Me levantando, lentamente, aproximo-me dele. Passo a mão por entre as grades para tocá-lo. Ele me observa, desconfiado, mas não se afasta, conforme toco minha palma no lugar onde deveria ficar seu coração. Adversamente, encontro-o batendo, em um tum-tum lento, quase inaudível.

— Veja só, ele tem um, — digo, trazendo minha mão de volta para mim — mas prefiro imaginar que ele seja envolto por uma pedra de gelo.

— E ele é, assim como o seu. O sangue que corre em suas veias é o mesmo que o meu, não se esqueça disso.

— Eu preferiria esquecer esse maldito detalhe... — algo me vem à mente — o sangue que corre em minhas veias, parte seu e... quem é a minha mãe de verdade? Emma eu sei que não é, foi ela quem me sequestrou ainda bebê...

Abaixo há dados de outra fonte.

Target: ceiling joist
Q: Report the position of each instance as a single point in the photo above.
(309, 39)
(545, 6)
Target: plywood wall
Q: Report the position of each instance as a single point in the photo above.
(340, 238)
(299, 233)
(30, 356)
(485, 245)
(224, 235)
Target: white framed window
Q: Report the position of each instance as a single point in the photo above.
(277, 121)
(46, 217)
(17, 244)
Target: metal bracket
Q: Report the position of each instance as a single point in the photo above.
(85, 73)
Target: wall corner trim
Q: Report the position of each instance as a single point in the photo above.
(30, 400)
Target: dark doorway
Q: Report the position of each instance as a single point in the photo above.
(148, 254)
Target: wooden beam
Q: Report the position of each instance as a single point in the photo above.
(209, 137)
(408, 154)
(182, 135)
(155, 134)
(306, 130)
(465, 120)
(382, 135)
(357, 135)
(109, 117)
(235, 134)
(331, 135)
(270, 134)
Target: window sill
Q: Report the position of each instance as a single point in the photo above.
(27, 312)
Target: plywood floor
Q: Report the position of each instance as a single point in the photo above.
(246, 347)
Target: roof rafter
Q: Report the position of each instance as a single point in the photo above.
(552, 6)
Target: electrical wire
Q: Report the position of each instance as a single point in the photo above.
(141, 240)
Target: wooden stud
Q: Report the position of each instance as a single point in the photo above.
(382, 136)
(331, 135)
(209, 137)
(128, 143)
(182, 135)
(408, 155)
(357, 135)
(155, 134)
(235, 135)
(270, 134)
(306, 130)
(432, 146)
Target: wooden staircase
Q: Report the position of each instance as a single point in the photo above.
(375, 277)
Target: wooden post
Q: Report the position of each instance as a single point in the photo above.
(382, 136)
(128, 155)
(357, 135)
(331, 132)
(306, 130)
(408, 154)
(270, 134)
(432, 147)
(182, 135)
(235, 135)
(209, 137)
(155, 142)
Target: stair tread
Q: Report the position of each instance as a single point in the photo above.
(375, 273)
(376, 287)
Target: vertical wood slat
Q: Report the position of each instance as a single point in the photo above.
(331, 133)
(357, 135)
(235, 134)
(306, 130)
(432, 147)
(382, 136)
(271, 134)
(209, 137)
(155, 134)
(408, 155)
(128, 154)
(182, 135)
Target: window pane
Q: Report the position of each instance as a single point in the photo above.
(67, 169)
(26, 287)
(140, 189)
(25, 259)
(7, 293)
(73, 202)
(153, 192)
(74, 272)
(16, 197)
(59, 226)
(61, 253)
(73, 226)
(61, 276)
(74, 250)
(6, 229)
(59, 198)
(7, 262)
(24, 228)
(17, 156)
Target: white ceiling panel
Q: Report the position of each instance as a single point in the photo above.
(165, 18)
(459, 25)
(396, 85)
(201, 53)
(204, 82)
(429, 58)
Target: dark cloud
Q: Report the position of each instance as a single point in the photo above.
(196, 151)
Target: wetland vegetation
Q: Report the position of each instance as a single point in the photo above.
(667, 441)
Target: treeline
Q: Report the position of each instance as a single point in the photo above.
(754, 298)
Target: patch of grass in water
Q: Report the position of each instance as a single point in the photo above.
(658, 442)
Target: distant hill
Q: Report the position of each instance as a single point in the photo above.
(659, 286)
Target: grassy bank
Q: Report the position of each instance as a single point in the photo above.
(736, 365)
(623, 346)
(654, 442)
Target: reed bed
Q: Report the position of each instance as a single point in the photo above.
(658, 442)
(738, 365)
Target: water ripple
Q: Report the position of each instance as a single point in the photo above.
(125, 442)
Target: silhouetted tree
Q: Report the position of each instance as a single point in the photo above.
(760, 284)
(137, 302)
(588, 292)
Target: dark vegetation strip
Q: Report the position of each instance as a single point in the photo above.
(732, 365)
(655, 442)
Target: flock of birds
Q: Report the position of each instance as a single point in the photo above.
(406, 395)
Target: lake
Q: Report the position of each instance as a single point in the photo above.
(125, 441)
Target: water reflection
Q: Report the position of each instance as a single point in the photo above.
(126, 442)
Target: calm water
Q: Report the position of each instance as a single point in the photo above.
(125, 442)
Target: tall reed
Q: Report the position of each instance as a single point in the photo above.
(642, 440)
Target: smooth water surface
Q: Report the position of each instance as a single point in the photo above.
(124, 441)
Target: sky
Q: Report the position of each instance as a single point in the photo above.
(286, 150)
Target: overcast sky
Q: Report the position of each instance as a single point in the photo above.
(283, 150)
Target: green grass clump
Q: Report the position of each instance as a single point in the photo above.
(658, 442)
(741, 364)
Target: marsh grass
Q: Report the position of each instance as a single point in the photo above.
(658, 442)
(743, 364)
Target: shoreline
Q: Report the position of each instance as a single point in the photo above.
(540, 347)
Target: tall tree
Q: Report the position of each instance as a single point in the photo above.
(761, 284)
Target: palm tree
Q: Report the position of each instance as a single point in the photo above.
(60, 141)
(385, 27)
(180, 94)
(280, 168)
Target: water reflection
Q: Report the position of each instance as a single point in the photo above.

— Sim, foi ela. Receio que você ainda não tenha sido apresentada a sua verdadeira mãe...

— Qual o nome e o que ela é? — Pergunto, entredentes.

— Já lhe disseram que você faz perguntas demais? — Ele revira os olhos, mas se compromete em responder — A ninfa Erna.

— Por que você gerou uma filha com uma ninfa? Não ouso, de uma maneira totalmente compreensível, pensar que foi por amor.

— Bem, elas são conhecidas por sua beleza divina... — Nightmare dá de ombros, sorrindo.

— Você é um idiota. Onde ela está agora? O que fez com ela?

— Ela era uma náiade, vivia pelos rios, mas ela faleceu assim que sua ligação com aquele lago acabou. — Ele aponta para a água quase não vista, pela invasão dos aguapés e lodo — O equivalente ao seu nascimento.

— O que? Bem quando eu nasci a sua habitação pereceu?

— Foi o que eu disse — seus lábios se curvam — você carrega as trevas em seu interior, levando morte aonde quer que vá. Você é mesmo a minha filha.

— Não sou nada como você.

— Você verá que é sim, amanhã mesmo.

— Por que amanhã? — Pergunto, confusa.

— Ora essa, está esquecendo do seu próprio aniversário?

— Mas ainda faltavam cinco dias... eu dormi esse tempo todo?

Ele acena.

— Se prepare, querida. Pois teremos convidados.

Pisco. Se ele me trouxe aqui é porque os amaldiçoados não poderiam vir, não é?

— Quem virá?

— Seja paciente, você logo verá.

Sem mais qualquer palavra, ele se afasta. Voltando para a sua cabana.

Encosto meus braços na grade. O que vai acontecer comigo? Sempre ansiava pelo meu aniversário de dezoito anos e agora um sonho estava prestes a se tornar meu pior pesadelo.